# What to buy with an x-carve?



## nogeel

I think I am going to take a plunge on buying a 1000mm X-carve this week. Any advice on where to save money, what items to go ahead and buy with it, and anything I should buy from a 3rd party. I am just trying to keep the price down and get a fully functional machine for the most bang for my buck.

(Also, as a side question. Can you use Fusion 360 to do 3d carves with the X-Carve?)

Jeff


----------



## noname2

You may want to Google Fusion 360 3D carving or try this link https://www.youtube.com/watch?v=nO56OwO9xnc.I am not a huge X-carve fan as they are truly a light weight machine but if you are looking to just dip your toes in the water and see if you like it at least you won't have a fortune tied up in it, just a second mortgage,LOL. Looking at the web site there really are not too many area's to cut corners as they have already gotten it about as far down as is possible. About the only thing cheaper is an Ebay Chinese 3020 system and I have no idea or any understanding of them. There are other tools to look at that come with software such as Carvewright, there was a fellow on Woodworking.org who had one and did lots of very cool stuff with it. Good luck and sorry the guy that doesn't know a lot tried to answer your question but I didn't reply see anyone else stepping up and that irritated me.
Pat


----------



## Jake229

Hello! I just "dipped my toes" into CNC as well. I opted for Sienci Labs. I preordered their LongMill MK2 30×30. With any luck, it should be shipped by the end of March. The reason I chose them? Their community. They have an excellent forum, with friendly folks who are willing to step up and help without any politics, belittling or making you feel like a dummy.

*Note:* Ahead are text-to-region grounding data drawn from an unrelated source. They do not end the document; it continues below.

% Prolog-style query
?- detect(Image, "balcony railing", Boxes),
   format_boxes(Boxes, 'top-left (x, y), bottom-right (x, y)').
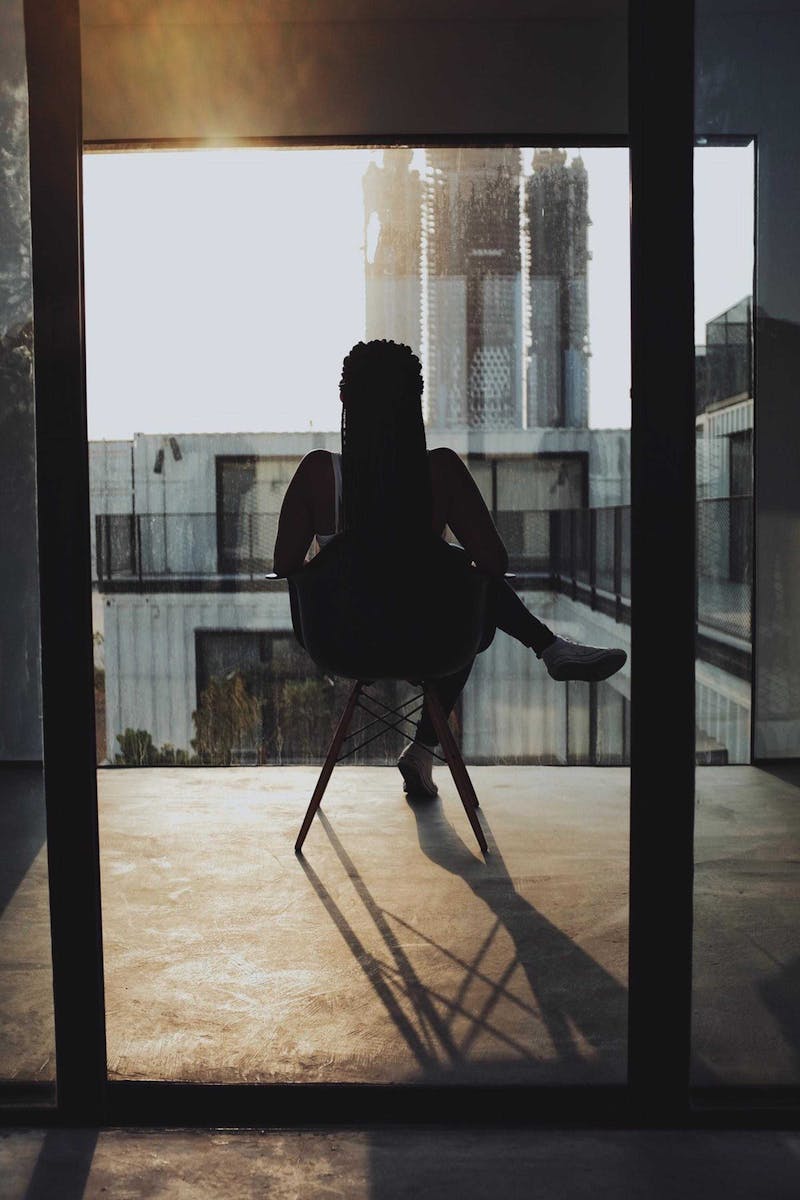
top-left (549, 506), bottom-right (632, 625)
top-left (95, 500), bottom-right (752, 646)
top-left (94, 511), bottom-right (279, 580)
top-left (696, 495), bottom-right (752, 645)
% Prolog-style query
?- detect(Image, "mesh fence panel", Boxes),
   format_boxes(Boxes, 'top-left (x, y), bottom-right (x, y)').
top-left (595, 508), bottom-right (616, 592)
top-left (574, 509), bottom-right (591, 586)
top-left (620, 508), bottom-right (631, 598)
top-left (697, 497), bottom-right (752, 641)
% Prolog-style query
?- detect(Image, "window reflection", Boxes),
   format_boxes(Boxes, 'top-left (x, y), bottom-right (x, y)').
top-left (87, 147), bottom-right (639, 769)
top-left (0, 0), bottom-right (55, 1096)
top-left (88, 145), bottom-right (634, 1088)
top-left (695, 293), bottom-right (754, 764)
top-left (86, 147), bottom-right (756, 770)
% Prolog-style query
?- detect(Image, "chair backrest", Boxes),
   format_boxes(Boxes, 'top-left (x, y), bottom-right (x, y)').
top-left (288, 533), bottom-right (490, 681)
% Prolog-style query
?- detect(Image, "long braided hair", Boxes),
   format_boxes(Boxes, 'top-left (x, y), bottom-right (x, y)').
top-left (339, 340), bottom-right (432, 542)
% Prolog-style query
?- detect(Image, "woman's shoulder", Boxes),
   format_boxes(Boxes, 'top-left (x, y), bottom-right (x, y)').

I wanted a CNC that cost between 7,000 and 15,000 but lost sleep over it. When I get my business off the ground, I can get another, more expensive unit. I am opting for Vectric VCarve Pro software. They too have an excellent online presence, and a forum that appears to provide assistance to their customers in a similar manner.

I hope that helps, your miles may vary. I wish you well my friend!

NOTE: this is a really old thread! Instead of deleting my post, I thought I would add this disclaimer to it. Would be nice to hear what the OP ended up with.

Jake


----------